Bud chose that moment to enter their polite back and forth. He said, “You need to sit down, Mr. Petrov, or we’re gonna think you’re tryin’ to hide something.”
Then Petrov shared his glare with Bud. Apparently not used to people answering back without being shot in the temple right where they stood. She wondered if he had one of those devious trapdoors under their chairs, like in all those 007 movies when the villain pulled a lever and his victims plummeted into a pool of sharks or a vat of acid. They waited for the plunge or attack by summoned thugs, both of them matching the guy stare for rude stare.
Surprisingly, Petrov didn’t pull the lever. “I’m sorry, detectives. I’m just in shock, I guess.” He sank down into a different big wingback chair covered with fabric that had designs of German castles standing majestically on high cliffs, or maybe they were Russian strongholds. He shook his head. “I never stopped loving her, even when she ran off with that fighter. I always wanted her to come back home and live here with Anna and me and the boys. I could’ve protected her from this. Better than Paulie ever could.” He leaned his head back against the cushions and shut his eyes and sighed, really pitiful now. So tired of murder and dead wives and getting blamed for everything.
Okay, that was all very interesting. Fearing he’d dropped off to sleep, however, she raised her voice. “Protect her from whom, Mr. Petrov?”
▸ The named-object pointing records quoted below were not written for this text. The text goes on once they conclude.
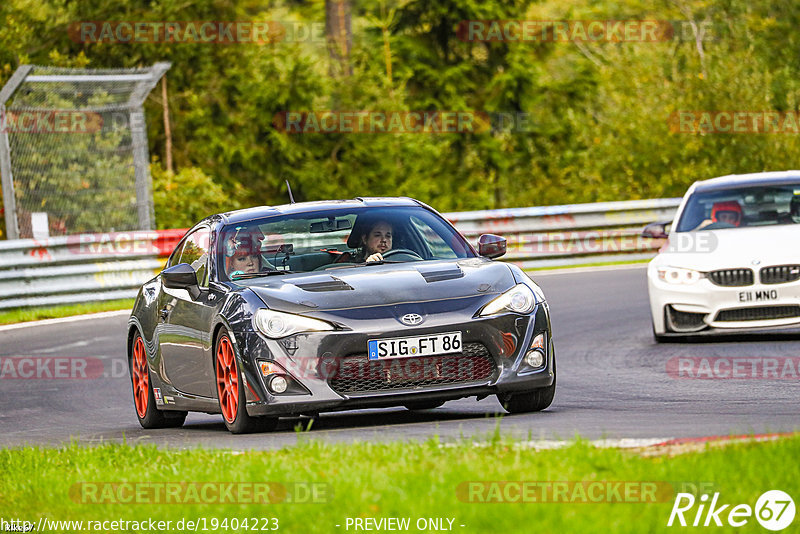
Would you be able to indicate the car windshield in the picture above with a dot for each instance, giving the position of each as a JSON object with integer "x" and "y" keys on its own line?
{"x": 741, "y": 207}
{"x": 336, "y": 239}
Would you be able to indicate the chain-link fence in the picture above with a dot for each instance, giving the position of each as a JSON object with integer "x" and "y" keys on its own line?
{"x": 73, "y": 150}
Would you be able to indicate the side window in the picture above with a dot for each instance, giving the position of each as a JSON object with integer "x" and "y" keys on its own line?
{"x": 438, "y": 246}
{"x": 175, "y": 257}
{"x": 195, "y": 253}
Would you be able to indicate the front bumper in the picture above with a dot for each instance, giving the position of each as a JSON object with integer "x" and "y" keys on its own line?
{"x": 319, "y": 365}
{"x": 699, "y": 307}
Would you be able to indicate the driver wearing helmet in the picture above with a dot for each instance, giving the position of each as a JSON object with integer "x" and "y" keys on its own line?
{"x": 243, "y": 253}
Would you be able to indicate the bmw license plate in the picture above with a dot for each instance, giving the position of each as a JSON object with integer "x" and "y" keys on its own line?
{"x": 410, "y": 347}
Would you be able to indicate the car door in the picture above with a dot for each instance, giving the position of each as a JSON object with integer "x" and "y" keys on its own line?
{"x": 185, "y": 338}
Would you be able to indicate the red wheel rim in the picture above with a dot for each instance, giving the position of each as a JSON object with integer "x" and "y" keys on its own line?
{"x": 141, "y": 379}
{"x": 227, "y": 379}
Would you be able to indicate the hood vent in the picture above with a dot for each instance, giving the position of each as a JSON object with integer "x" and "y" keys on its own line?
{"x": 449, "y": 273}
{"x": 331, "y": 284}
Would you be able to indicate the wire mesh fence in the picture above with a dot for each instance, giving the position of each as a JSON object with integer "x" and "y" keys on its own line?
{"x": 73, "y": 150}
He jerked up to sitting, faster than a blink, accent growing thicker now. “From her crazy family, that’s who. The Fitches. Those goddamn crazy sons of bitches. They’re all nuts, insane, all of them, every single one, down to the smallest child. That’s why she fled her parents in the first place and came to St. Louis to be my wife. She knew I could protect her, that’s the reason she married me. And I did. As long as she lived in this compound, they couldn’t get within an inch of her. Then she up and ran off with Paulie. I tried everything to get her to come back, but she could be so stubborn, and she thought she was in love with that bastard. And now, she’s dead. Just like I told her she would end up.”
Claire and Bud sat there and listened to all that and studied his very emotionally charged face. Nothing about this interview was going as she had envisioned. Black had talked as if this guy was Attila the Hun, for God’s sake, and now Petrov was acting like Little Orphan Annie at Daddy Warbucks’s funeral. But Black the Shrink was not usually this much off with his take on other people’s character traits. If he said that Ivan Petrov was a scary, maniacal killer, then he was one. But he was also doing a pretty good job of acting like a sad and distraught former husband who still loved his wife. Maybe he could be both, which was a more likely scenario. Still, she didn’t feel sorry for him. She wasn’t so sure he hadn’t ordered the hit on Blythe, either, and/or cut her throat himself with his own special finesse and the sharpest, one-swipe blade in the world. Maybe he was putting on an Oscar-worthy performance. Maybe he had been president of drama club at Moscow Senior High School.